Nutzen Sie die Eleganz des Steines

Eine Alternative zu Holz ist Stein, auch hier ist die Reproduktion so authentisch, dass man sie erst bei der Berührung bemerkt, denn die Oberfläche ist im Gegensatz zum echten Naturmaterial angenehm warm. Arbeitsflächen aus Granit werden Ihnen vertraut sein, absolut im Trend sind nun auch Fronten aus Granit, Limestone, Marmor und Schiefer. Ihre Zeichnung folgt keinem systematischen Muster, das Zufällige macht sie so lebendig. Kombinieren Sie Schiefer mit hellem Holz und kreieren Sie so Ihre ganz persönliche moderne Designküche. 

Keramik gehört ebenfalls in diese Gruppe, das ursprüngliche Material kann viele andere Oberflächen imitieren, zum Beispiel eine hellgraue Granitstruktur. Bei der Nischengestaltung stehen auch Dekore von urigen Steinmauern als Blickfang zur Verfügung.

Mit Beton kommt urbane Lässigkeit in Ihre Küche

Als Beton auf den ersten Messen auftauchte, war das Staunen groß. Inzwischen hat sich das Baumaterial als stylische Frontbeschichtung im Wohnbereich etabliert, der Karriereweg führt nun weiter in die Küche. Die Reproduktion der mattgrauen, wie gespachtelt wirkenden Oberfläche bringt eine architektonisch-urbane Note in die Gestaltung, die an ein Loft erinnert. Bringen Sie hellen Beton mit seidenmatten schwarzen Fronten oder auch mit Holz zusammen, das entwickelt eine faszinierende Eleganz. Schiefergrauer Beton stellt einen spannenden Kontrast zu weißen Lackoptiken dar.

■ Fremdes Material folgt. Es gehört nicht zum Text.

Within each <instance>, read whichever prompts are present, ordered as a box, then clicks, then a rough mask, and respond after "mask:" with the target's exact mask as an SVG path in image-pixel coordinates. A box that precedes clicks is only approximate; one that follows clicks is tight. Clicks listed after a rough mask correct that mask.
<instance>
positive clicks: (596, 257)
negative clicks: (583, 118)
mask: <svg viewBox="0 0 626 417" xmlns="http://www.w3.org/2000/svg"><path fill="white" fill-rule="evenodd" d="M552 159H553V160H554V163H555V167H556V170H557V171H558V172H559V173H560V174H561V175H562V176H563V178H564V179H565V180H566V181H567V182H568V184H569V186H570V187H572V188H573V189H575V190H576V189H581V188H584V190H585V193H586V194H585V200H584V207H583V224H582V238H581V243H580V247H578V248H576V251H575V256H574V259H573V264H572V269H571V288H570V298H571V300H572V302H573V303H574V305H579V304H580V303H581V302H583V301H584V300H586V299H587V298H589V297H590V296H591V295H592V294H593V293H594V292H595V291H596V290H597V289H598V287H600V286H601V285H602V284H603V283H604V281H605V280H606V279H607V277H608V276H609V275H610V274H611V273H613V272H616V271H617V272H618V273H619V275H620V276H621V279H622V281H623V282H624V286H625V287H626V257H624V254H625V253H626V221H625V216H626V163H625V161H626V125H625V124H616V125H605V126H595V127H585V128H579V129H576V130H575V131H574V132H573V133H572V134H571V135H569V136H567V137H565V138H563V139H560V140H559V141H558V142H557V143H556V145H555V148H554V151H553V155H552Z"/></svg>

Metall, so cool, so edel – setzen Sie einen modernen Akzent

Edelstahlküchen kennen wir aus dem Profibereich, wo Sterneköche und ihre Brigade wirbeln und kulinarische Köstlichkeiten zaubern. Gebürsteter Stahl in absolut überzeugender Nachbildung wirkt puristisch, aber auch elegant. Im Mix mit Holz erschaffen Sie ein nobles Ambiente, das ebenso gut in ein modernes Umfeld wie in einen charmanten Altbau passt. Bronze, eine weitere spektakuläre Metalloptik, ist ein  glamouröses Statement. Als Arbeitsplatte auf schwarzen Möbeln erkennt man die Stärke der rötlich-braun melierten Struktur. Ebenso funktioniert das Zusammenspiel mit Weiß oder hellem Holz.